American Alpine Jounrna and Accidents in North American Climbing

Southwestern Mountaineers

  • Club Activities
  • Climb Year:
  • Publication Year: 1958

Southwestern Mountaineers. During 1957, the Southwestern Mountaineers carried out a program of intensive rock climbing in the Organ Mountains of New Mexico. While most of the major peaks had been climbed already, many new routes were pioneered and some unclimbed pinnacles ascended. Among the more noteworthy ascents was the climb of the Tiger Fang, an inconspicuous pinnacle on the northeast wall of the Organ Needles. This climb was made by Harry Davis and Tom McCalla. A second ascent of the North Tower of Shiprock, May 28, by Harry Earle, Bernard Topp, and Harry Davis was marred by the death of Topp when a rappel point in the Great Bowl failed.

Because of the ruggedness of southwestern terrain, rescue operations in the Organs have been somewhat difficult, especially when a stretcher must be carried to the scene of an accident.

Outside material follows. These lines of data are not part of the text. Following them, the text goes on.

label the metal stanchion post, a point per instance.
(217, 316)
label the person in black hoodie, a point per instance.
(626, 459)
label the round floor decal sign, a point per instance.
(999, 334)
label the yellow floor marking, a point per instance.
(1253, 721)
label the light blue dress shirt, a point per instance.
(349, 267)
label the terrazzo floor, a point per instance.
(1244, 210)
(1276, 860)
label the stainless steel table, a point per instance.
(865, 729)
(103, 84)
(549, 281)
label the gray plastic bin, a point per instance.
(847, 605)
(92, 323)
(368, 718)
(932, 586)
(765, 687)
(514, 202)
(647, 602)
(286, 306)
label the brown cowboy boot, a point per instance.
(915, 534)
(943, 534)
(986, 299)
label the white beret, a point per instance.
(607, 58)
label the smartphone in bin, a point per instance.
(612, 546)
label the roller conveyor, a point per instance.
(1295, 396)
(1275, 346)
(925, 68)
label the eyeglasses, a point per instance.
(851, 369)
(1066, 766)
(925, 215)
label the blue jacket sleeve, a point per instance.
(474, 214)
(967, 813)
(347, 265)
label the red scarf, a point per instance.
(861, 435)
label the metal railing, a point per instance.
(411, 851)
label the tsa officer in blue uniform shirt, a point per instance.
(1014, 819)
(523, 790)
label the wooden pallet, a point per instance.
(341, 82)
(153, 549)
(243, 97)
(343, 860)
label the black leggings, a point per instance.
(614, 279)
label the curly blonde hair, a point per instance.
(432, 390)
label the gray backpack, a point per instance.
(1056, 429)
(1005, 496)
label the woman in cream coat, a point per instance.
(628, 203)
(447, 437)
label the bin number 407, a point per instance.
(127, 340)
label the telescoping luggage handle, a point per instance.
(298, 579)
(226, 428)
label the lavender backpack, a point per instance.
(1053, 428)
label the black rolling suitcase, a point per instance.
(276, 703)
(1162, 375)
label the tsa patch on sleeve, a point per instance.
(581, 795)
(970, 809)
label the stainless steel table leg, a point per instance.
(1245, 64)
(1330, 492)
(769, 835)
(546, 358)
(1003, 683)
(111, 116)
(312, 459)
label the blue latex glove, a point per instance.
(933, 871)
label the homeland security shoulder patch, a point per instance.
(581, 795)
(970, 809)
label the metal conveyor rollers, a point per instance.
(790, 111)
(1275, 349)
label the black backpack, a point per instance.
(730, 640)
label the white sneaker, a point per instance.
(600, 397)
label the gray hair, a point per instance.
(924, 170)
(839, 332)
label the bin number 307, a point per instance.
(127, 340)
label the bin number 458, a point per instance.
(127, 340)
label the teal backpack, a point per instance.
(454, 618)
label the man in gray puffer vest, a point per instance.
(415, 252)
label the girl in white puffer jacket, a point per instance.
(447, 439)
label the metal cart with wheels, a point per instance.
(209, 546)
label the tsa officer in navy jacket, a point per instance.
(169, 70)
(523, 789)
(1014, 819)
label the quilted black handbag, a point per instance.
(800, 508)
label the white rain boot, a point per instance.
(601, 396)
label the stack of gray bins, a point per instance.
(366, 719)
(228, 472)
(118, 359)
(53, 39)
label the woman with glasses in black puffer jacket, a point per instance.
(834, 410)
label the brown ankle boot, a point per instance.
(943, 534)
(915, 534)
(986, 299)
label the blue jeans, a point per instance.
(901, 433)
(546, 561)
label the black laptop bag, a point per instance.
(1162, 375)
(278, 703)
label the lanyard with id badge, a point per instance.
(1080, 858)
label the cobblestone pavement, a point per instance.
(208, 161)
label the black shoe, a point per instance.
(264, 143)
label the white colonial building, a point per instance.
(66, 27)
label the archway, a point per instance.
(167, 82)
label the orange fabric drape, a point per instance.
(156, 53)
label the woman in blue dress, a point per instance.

Working with Army authorities at White Sands Proving Grounds, Club members, led by President Dave Waddington, designed a three-part stretcher, whose sections may be used as pack-boards for carrying equipment to the scene of an accident. Easily assembled, the stretcher is then used to carry the victim out of the mountains. The stretcher was built by the Army and is now stored at the White Sands Dispensary for use in an emergency or for training purposes.

Primarily a rock-climbing group in the past, the Southwestern Mountaineers is enlarging the scope of its program to provide hiking, caving, and other activities for its members. The Club invites participation in its programs by members of other mountaineering clubs.